Thursday, December 16, 2004

...star of wonder, star of night...

The reason why I have always loved hymns, carols and gospel music is because they are so inherently positive, full of faith. They talk of a guiding hand and unconditional love, it's so easy. I don't accept religion in other capacity for myself, but I do love this music. I think it's beautiful that there is artistic expression to a faith so great. I think it's even more beautiful to have a faith so deep - I wish I felt something like that, but I have never been able to except in a strange, spiritual way I can hardly define. It doesn't coincide with any contemporary religion really, but it's there.

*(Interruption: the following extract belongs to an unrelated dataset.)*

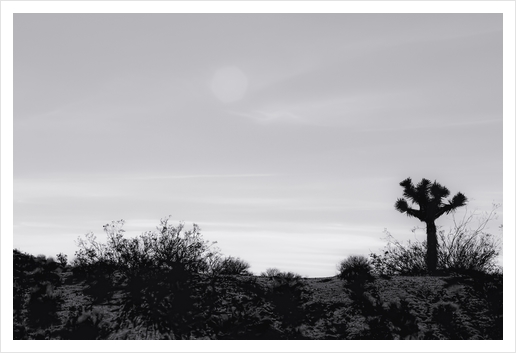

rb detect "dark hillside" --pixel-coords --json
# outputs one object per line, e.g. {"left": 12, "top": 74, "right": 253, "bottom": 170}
{"left": 13, "top": 250, "right": 502, "bottom": 340}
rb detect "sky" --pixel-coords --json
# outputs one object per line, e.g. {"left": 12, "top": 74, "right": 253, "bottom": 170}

Tonight I have the dry, wrinkled hands of an old woman - a function of dishwashing and forgetting to use lotion - but internally, I feel all the jittery excitement of adolescent attractions. I keep telling myself to slow down, don't get attached, it could all be nothing in a day or two... but I'm hoping.

Walking to the dining hall earlier tonight for study hours, I noticed how beautiful the front campus field is when you turn around and look south - the CN Tower in the distance, Convovation Hall bright with lights, and stars overhead. Whatever else happens in the world, at least there is beauty in it. It's so funny because that is a postive thought you would think, but I'm sad in some fundamental inside part of me and I have no explanation for it. More than that, I have no reason for it, really no reason to be anything but sublimely happy. So there you have it, nothing makes sense in my world right now.

Except maybe the justifications for R. v Butler, which were actually quite sensible. Good on them.